The technology gets props as well from oft-quoted telecom analyst Jeff Kagan. "Voice over IP is the technology of next century. Yet there are so many unanswered questions," Kagan told the Chicago Sun-Times in an article published today. "We regulate traditional phone services, but we don't regulate data services. Voice over IP blends both." The newspaper said that the Internet phone technology "has about 100,000 users in the United States. That's less than 1 percent of the calling market, according to Kagan. But with millions of Americans getting cable modems or DSLs, the number of Internet callers is expected to multiply. Voice over IP calling can be 25 to 30 percent cheaper than traditional phone service. ... Internet calling is cheaper because companies that provide it avoid taxes and fees levied on traditional calls. But now, with the FCC poised to step in, all that could change."

A USA Today piece from Friday noted that VOIP isn't anything new for the Baby Bells, it's just that the market is shifting from businesses to homes. "Most phone companies have sold Internet calling to big businesses for years," the newspaper said. "That's because big businesses have the fast Internet connections needed to make it work well. Now, the quickening spread of broadband in homes and small businesses makes Internet calls more feasible for others. Plus, Internet callers can pick their area code and keep phone numbers while moving, thanks to the computers at the heart of the system. These features will further propel the market, says Rick Moran, a vice president at network-gear maker Cisco Systems, a big backer of Internet calls."

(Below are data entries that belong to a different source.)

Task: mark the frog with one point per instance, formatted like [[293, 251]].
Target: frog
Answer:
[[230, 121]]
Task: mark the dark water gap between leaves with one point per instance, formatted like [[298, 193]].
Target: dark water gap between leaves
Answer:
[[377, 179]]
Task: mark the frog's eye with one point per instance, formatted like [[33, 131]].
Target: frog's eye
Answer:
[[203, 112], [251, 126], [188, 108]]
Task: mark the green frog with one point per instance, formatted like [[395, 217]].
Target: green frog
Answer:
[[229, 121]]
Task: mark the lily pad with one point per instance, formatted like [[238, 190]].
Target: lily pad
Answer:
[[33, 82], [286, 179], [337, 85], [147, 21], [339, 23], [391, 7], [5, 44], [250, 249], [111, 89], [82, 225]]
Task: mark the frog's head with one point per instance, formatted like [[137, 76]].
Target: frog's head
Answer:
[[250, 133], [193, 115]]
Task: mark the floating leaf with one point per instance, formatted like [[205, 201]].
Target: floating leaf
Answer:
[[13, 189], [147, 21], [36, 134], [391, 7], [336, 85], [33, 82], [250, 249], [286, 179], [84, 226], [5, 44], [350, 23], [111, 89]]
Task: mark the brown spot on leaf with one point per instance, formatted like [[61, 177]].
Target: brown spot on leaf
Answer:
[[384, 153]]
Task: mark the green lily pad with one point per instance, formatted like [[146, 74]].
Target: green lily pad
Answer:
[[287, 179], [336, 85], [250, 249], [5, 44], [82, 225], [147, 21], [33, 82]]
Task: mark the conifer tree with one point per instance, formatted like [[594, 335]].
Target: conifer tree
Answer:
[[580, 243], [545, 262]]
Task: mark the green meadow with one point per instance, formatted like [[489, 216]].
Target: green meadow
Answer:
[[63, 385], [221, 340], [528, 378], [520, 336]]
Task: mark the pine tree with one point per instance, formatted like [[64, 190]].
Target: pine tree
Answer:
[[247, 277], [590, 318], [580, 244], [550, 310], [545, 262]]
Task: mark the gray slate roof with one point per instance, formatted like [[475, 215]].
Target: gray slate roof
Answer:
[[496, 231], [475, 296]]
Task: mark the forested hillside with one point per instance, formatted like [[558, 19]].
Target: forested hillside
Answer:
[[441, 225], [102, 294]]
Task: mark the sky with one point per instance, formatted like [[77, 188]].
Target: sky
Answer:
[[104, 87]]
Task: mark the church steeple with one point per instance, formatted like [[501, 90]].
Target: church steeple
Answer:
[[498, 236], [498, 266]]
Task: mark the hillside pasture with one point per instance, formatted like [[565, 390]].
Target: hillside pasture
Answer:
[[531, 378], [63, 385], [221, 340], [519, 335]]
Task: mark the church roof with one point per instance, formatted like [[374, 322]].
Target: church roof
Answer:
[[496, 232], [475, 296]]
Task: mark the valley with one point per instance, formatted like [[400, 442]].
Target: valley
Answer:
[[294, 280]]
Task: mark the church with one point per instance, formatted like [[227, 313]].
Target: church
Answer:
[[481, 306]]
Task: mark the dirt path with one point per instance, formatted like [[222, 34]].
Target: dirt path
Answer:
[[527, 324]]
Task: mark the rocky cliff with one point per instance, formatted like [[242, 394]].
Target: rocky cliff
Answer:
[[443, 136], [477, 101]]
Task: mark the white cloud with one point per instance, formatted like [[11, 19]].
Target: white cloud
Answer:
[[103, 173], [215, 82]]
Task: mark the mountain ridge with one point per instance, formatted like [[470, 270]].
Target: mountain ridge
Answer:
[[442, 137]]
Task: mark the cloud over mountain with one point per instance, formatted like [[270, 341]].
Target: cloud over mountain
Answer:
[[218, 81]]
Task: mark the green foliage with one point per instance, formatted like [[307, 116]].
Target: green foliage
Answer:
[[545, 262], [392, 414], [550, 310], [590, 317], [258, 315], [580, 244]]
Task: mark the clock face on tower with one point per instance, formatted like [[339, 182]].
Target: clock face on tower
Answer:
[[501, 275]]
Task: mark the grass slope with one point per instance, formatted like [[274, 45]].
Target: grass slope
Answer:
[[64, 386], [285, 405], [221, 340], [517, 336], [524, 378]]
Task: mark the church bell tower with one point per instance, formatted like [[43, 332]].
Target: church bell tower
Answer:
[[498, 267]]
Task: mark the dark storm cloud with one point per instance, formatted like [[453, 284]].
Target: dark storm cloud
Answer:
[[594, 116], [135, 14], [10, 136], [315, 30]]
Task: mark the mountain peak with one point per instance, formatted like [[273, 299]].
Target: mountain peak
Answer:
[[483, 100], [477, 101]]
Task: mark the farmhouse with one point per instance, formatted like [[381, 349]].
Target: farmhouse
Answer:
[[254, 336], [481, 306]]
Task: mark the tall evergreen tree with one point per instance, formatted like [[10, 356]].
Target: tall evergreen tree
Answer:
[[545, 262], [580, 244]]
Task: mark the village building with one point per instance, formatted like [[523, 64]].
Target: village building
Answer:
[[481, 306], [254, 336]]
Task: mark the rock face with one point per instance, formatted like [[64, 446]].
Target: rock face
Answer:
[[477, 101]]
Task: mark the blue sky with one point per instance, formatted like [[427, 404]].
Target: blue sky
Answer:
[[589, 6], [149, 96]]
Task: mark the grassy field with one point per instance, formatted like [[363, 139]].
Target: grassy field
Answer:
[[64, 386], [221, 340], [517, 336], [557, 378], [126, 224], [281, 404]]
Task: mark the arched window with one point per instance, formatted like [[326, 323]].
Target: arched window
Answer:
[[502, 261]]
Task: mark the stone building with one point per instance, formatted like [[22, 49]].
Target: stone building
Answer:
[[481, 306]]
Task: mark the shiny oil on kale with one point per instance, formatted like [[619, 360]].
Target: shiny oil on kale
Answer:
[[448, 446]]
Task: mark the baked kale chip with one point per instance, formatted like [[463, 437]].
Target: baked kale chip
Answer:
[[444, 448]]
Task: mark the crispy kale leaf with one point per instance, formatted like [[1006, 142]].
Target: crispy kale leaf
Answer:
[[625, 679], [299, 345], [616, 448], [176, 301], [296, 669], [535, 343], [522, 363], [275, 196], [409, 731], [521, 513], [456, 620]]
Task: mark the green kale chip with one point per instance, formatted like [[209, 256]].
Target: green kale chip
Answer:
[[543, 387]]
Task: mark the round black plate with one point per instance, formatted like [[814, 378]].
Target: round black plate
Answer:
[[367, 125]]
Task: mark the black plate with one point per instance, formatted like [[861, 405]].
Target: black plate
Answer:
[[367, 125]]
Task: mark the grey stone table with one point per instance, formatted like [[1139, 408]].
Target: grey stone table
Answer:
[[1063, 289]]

Everyone Wants a Piece of VOIP

A front-page Wall Street Journal piece today looks at an effort to revive dotcom bomb theglobe.com as a VOIP firm. Excerpt: "Theglobe.com Version 2 has an entirely different business: phone service over the Internet. At its height, the company employed nearly 300 at a sleek lower-Manhattan building. Now, it is dubbed voiceglo and has 40 employees, some sitting in rose-colored cubicles in Fort Lauderdale and 12 others in Vermont. The company isn't doing much advertising, relying instead on word-of-mouth. To minimize the sales force, customers sign up by themselves online."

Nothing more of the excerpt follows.